У Людмилы Аристарховны было четыре комнаты. В одной жила она с альфонсами и любовниками, которые менялись слишком часто, чтобы запоминать их имена. Другую занимал ее сын Антон, в третьей жила Мира, четвертую сдавали студенткам-подружкам Антона.
Для Миры новый гость означал, что комнату придется делить либо с очередной родственницей, либо с братом, если прибывший был мужчиной. Антон от таких посещений тоже был не в восторге, потому что каждый раз ему приходилось перетаскивать в комнату Миры все компьютерное оборудование — пару системных блоков, три монитора, игровую приставку и коробки с вовсе не понятным железом. Мира за комнату не платила, но «отрабатывала» угол, помогая с уборкой дома и на кухне. Сейчас положение дел было хуже некуда, потому что Людмила Аристарховна была помешана на чистоте, и чтобы не слышать упреков о деньгах, вернее, их отсутствии, Мире приходилось драить полы и чистить унитаз едва ли не каждый день. А так как сказка о Золушке вызывала у нее исключительно раздражение, Субукина собиралась съехать от Людмилы Аристарховны сразу после окончания школы. Вопрос решался благополучно при одном условии — поступлении в университет и получении места в общежитие. Впрочем, имелся и запасной вариант — поиск работы и съем угла вместе с подружками.
Спрятав туфли на полку, Мира босиком прокралась к кухонной двери и прислушалась. Голос был незнакомым, мужчина сыпал шутками, расхваливал Поморск и жаловался на храпящих соседей в самолете. Тетка неумело отшучивалась, непрерывно щелкала зажигалкой и шуршала пакетами.
Предательски скрипнула половица под линолеумом, и дверь кухни открылась, явив Людмилу Аристарховну во всей красе женщины средних лет с чрезвычайно завышенной самооценкой и помешанной на вегетарианстве, йоге, пилатесе и косметических салонах. Курение ценностям жизни не мешало. В свои сорок восемь Людмила Аристарховна выглядела на тридцать с лишним, весила пятьдесят пять килограмм и тратила два часа в день на «естественный» макияж. В результате кожа у родственницы выглядела так, словно на нее натянули шкурку апельсина, покрасили акрилом персикового цвета, а сверху густо присыпали мукой. Дома Людмила Аристарховна ходила исключительно в спортивных костюмах, которые, во-первых, подчеркивали фигуру, а во-вторых, позволяли заниматься пилатесом и йогой в любое время дня без переодевания в форму.
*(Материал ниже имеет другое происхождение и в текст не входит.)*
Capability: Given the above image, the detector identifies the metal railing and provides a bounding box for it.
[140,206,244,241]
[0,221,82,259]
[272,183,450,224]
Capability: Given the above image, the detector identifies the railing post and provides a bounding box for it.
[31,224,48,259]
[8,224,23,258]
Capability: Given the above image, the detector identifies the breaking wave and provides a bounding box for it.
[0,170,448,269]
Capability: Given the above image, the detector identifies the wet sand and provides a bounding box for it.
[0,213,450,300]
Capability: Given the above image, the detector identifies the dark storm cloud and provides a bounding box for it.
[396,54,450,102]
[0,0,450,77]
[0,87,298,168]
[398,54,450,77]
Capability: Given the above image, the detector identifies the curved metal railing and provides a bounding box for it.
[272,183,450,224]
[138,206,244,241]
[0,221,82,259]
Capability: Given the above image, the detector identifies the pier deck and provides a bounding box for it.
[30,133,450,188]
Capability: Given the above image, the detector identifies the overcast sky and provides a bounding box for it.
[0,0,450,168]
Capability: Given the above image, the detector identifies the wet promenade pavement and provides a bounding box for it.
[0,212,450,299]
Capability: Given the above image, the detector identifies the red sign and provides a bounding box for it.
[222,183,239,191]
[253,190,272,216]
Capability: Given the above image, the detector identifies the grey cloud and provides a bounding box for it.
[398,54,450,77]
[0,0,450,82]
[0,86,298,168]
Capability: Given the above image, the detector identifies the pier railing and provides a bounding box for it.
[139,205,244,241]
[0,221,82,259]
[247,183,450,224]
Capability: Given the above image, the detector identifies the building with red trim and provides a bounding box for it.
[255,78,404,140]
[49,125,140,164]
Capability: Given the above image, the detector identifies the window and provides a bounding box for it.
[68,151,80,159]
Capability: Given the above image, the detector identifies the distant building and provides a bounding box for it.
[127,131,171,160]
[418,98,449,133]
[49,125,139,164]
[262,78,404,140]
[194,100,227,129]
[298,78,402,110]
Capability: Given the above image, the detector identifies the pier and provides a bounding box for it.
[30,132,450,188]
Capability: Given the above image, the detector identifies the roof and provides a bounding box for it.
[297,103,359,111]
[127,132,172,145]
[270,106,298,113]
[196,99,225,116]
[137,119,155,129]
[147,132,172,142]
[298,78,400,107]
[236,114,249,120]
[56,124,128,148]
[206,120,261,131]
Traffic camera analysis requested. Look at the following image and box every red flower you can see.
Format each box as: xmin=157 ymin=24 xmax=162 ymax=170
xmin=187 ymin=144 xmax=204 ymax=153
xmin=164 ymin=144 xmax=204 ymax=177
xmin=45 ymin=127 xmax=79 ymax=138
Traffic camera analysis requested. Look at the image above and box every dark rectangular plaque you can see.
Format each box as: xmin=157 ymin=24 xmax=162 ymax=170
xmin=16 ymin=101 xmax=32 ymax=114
Специально для этой же цели по всей квартире были разложены коврики для йоги, на которых тетка иногда замирала в провокационных и весьма нескромных, по мнению Миры, позах. Питалась Людмила Аристарховна смузи и салатами, но Антон с Мирой, которые вегетарианцами не являлись, подозревали, что второй холодильник, стоящий в теткиной комнате — всегда запертой, скрывал в себе не только клетчатку.
— Мира, — Людмила Аристарховна выпустила облако дыма в потолок и смерила племянницу странным взглядом, который не был похож на тот, который обычно предшествовал строгой отповеди (положенной сегодня из-за позднего возвращения). — Звонила Галина Федоровна, просила тебя срочно зайти.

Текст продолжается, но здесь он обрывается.